Das Kabinett in Dublin beschloss am Donnerstagabend, den Steuersatz für Unternehmen mit einem Umsatz von mehr als 750 Millionen Euro von 12,5 auf 15 Prozent zu erhöhen. Irland, wo digitale Großkonzerne ihren Europa-Sitz haben, trägt damit die angestrebte globale Steuerreform mit und vermeidet weiteren Streit mit der G20-Gruppe der Top-Wirtschaftsmächte. Bisher hatte Dublin seine Niedrigsteuerpolitik stets verteidigt, die ein wichtiges Geschäftsmodell ist.

Allerdings stieg der Druck, nachdem sich die Finanzminister der führenden Industrie- und Schwellenländer (G20) im Sommer auf eine Reform der internationalen Steuerregeln im Digitalzeitalter geeinigt hatten. Die G20-Finanzminister hatten im Juli auf zwei Neuerungen beschlossen: International tätige Firmen sollen unabhängig von ihrem Sitz "mindestens" 15 Prozent Steuern zahlen. Zahlt ein Unternehmen mit seiner Tochterfirma im Ausland weniger Steuern, kann der Heimatstaat die Differenz einkassieren.

Das soll verhindern, dass Gewinne in Steueroasen verlagert werden. Außerdem sollen große Unternehmen nicht mehr nur in ihrem Mutterland besteuert werden, sondern auch da, wo sie gute Geschäfte machen. Dublins Zusage wurde von der OECD vermittelt. Der irische Finanzminister Paschal Donohoe sagte, es handle sich um eine weitreichende Reform des weltweiten Steuerrahmenwerks.

Vizepremierminister Leo Varadkar sagte dem Sender RTÉ, der Regierung sei versichert worden, dass es sich um einen Schritt handle, der "einmal in einer Generation" vorkomme und dass der Steuersatz nicht weiter steigen werde. Varadkar betonte, dass die Unternehmensteuer "exakt" 15 Prozent betrage und nicht – wie zunächst gefordert – "mindestens" 15 Prozent. Daraufhin sei die Regierung zum Schluss gekommen, dass es für Irland besser sei, mitzumachen.

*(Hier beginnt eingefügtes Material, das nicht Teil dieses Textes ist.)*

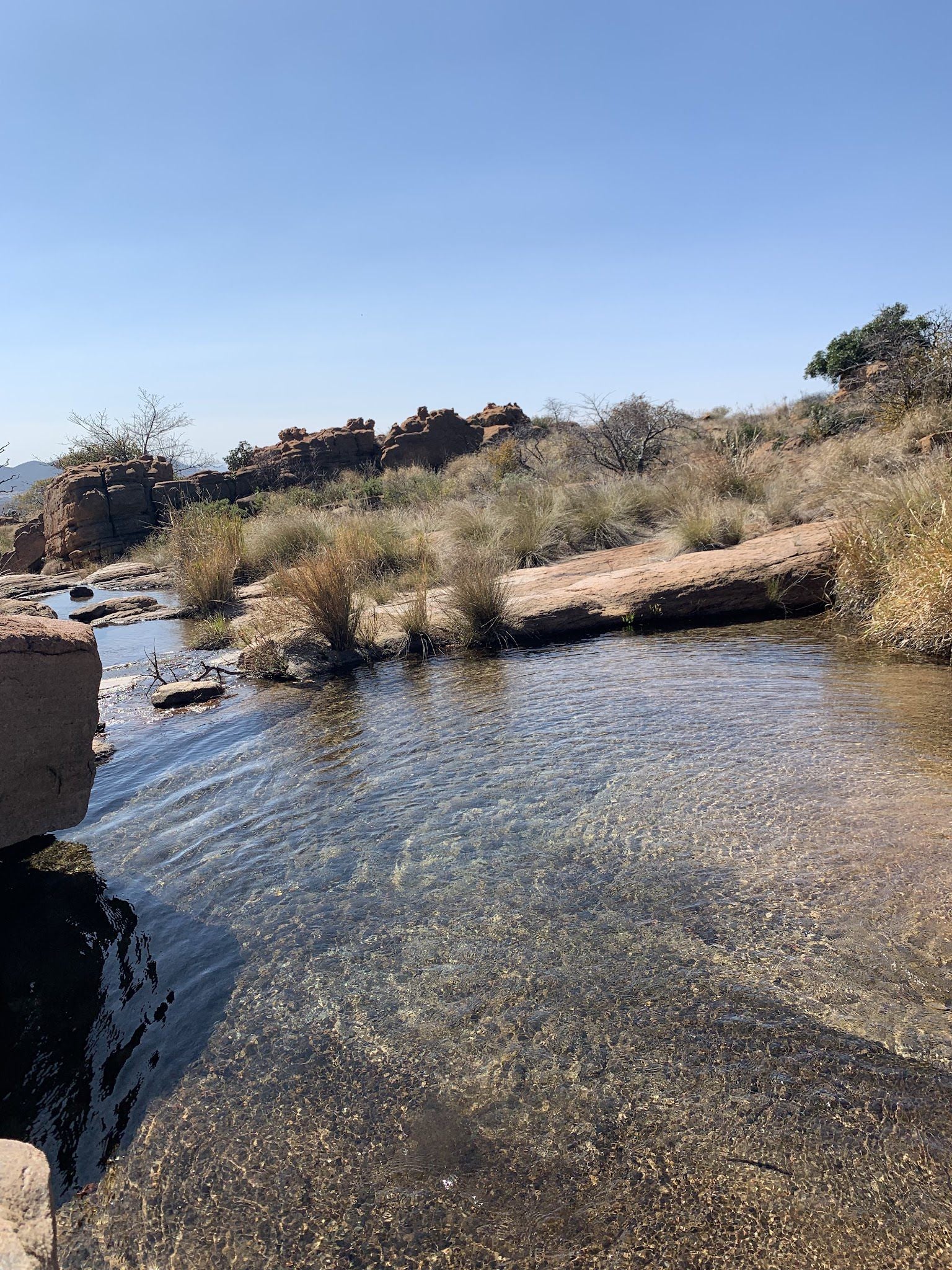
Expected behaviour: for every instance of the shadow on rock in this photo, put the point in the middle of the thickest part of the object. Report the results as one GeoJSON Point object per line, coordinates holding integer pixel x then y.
{"type": "Point", "coordinates": [102, 1006]}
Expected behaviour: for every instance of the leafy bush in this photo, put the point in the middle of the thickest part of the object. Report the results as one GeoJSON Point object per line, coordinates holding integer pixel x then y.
{"type": "Point", "coordinates": [607, 513]}
{"type": "Point", "coordinates": [240, 456]}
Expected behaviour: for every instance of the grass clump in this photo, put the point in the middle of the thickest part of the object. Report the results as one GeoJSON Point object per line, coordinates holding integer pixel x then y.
{"type": "Point", "coordinates": [478, 602]}
{"type": "Point", "coordinates": [281, 534]}
{"type": "Point", "coordinates": [413, 618]}
{"type": "Point", "coordinates": [706, 525]}
{"type": "Point", "coordinates": [206, 544]}
{"type": "Point", "coordinates": [211, 631]}
{"type": "Point", "coordinates": [324, 588]}
{"type": "Point", "coordinates": [607, 513]}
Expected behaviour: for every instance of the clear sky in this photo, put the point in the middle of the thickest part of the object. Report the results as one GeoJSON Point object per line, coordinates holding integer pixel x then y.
{"type": "Point", "coordinates": [293, 211]}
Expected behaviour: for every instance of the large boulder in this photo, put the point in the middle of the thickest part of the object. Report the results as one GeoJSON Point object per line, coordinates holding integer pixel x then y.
{"type": "Point", "coordinates": [48, 701]}
{"type": "Point", "coordinates": [306, 456]}
{"type": "Point", "coordinates": [98, 511]}
{"type": "Point", "coordinates": [430, 440]}
{"type": "Point", "coordinates": [29, 549]}
{"type": "Point", "coordinates": [27, 1223]}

In dem EU-Land sind Dutzende Unternehmen mit Hunderttausenden Beschäftigten von der Änderung betroffen, die vermutlich 2023 in Kraft treten wird. Die Regierung in Dublin schätzt ihre Einbußen aufgrund der Steuererhöhung auf 800 Millionen bis 2 Milliarden Euro pro Jahr. Neben Irland hatten sich aus der EU auch Estland und Ungarn bisher gegen die Reform gestemmt.

Wie die estnische Ministerpräsidentin Kaja Kallas am Donnerstagabend aber mitteilte, gibt nun auch das baltische Land seinen Widerstand auf. "Wir haben den ganzen Sommer intensive Verhandlungen geführt, um eine Situation zu erreichen, in der estnische Unternehmer so wenig wie möglich von dieser globalen Steuer betroffen sind", sagte Kallas. Die Mindeststeuer werde für die meisten estnischen Firmen nichts ändern und nur Tochtergesellschaften großer multinationaler Konzerne betreffen. Durch eine Beteiligung an der Steuerreform habe Estland die Chance, darauf hinzuwirken, dass "das Geschäftsumfeld und die Steuerpolitik Estlands weiterhin im Interesse einer besseren Zukunft für uns alle" funktioniere.

US-Finanzministerin Janet Yellen hatte am Mittwoch in einem Gespräch mit ihrer estnischen Amtskollegen Keit Pentus-Rosimannus nochmals auf eine Reform des globalen Steuersystems gepocht. Ein Konsens zur globalen Mindeststeuer habe "oberste Priorität", sagte Yellen. D

Die Industrieländer-Organisation OECD rechnete bisher allein durch die Mindeststeuer mit 150 Milliarden Dollar (etwa 130 Miliarden Euro) Steuer-Mehreinnahmen weltweit. Die Umverteilung könnte den sogenannten Marktstaaten noch mal mehr als 100 Milliarden Dollar bringen. Gesicherte Angaben für Auswirkungen auf den Fiskus in Deutschland gibt es nicht. Fast alle OECD-Staaten hatten auf Arbeitsebene bereits zugestimmt, darunter auch bekannte Steueroasen wie die Cayman-Inseln.